After oxygen regulation, the next major abiotic factor that could influence the presence/absence and modulation of DGE is a need to conserve respiratory water. This is typically studied under the rubric of the hygric hypothesis, or some derivation thereof (reviewed in Chown et al., 2011). During a DGE cycle, O₂ consumption and CO₂ production within the animal is a continuous process, while the external exchange of gases between the animal and the atmosphere is discontinuous. While the spiracles are kept closed (CF-phase), there is no exchange of respiratory gases (CO₂, H₂O, O₂) with the atmosphere, thereby resulting in a decrease in respiratory water loss. Insects may therefore face a trade-off between the need to support aerobic metabolism and the need to conserve water (Woods and Smith, 2010). For the hygric hypothesis to be supported, a decrease in O-phase duration and/or an increase in CF-phase duration needs to be present under low RH conditions, and/or when an individual is dehydrated, the latter of which is assumed could gain the most benefit from further reductions in water loss (Table 1). In P. tricolor, we found no significant decrease in O-phase or increase in CF-phase duration under low RH conditions or in dehydrated individuals (Fig. 2; supplementary material Table S1). If DGE functions simply to reduce respiratory water loss, then a positive relationship should exist between DGE cycle frequency and ambient RH, because in conditions of low RH the C-phase duration should increase to reduce respiratory water loss (e.g. White et al., 2007). However, we did not find a significant difference between DGE cycle frequency for the different RH treatments (5%, 60% and 90% RH) or acclimation conditions (5%, 40% O₂, dehydrated and hydrated).

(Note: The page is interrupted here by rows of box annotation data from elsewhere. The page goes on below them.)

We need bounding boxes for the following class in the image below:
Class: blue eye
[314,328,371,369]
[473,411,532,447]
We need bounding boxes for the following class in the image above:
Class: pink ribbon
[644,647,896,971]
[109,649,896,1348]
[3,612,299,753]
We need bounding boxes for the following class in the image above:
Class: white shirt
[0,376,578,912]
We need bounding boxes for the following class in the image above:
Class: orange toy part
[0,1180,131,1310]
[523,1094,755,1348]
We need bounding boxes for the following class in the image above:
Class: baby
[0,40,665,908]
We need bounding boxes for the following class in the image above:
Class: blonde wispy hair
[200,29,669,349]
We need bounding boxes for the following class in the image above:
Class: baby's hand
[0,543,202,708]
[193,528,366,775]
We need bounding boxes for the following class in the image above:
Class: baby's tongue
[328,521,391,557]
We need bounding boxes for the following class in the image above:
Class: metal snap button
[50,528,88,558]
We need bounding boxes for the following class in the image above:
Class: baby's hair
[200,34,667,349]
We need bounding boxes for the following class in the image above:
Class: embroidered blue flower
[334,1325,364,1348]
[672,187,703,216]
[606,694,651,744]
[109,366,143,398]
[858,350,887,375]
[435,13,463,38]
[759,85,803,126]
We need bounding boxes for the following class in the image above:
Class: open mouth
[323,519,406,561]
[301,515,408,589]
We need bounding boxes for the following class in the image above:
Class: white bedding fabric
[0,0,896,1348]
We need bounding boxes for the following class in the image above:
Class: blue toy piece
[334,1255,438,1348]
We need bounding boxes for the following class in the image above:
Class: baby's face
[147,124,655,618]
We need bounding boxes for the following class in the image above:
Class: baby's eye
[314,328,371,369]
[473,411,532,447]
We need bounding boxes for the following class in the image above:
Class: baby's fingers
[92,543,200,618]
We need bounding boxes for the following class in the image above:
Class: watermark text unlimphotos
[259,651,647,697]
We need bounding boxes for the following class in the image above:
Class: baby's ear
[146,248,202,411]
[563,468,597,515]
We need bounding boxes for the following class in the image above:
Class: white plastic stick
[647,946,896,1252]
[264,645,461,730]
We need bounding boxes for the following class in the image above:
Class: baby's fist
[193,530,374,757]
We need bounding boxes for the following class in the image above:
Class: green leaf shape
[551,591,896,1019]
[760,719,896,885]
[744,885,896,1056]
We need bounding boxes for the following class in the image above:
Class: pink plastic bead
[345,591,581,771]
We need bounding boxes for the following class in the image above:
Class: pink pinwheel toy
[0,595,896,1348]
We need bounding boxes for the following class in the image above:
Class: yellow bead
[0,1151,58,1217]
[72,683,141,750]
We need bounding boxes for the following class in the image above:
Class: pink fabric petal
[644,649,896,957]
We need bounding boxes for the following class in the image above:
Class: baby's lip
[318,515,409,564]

While this prediction makes use of comparative responses to predict mechanistic responses by the organism to a certain environmental variable, this approach may be confounded by short-term responses (White et al., 2007). The acute responses expressed by the organism to a specific environmental condition may be opposite to the evolutionary response (Arendt and Wilson, 1999; Marcil et al., 2006). However, the approach we adopted and the associated inference of mechanistic responses remains an essential step at the experimental level for understanding how organisms function in a given environment.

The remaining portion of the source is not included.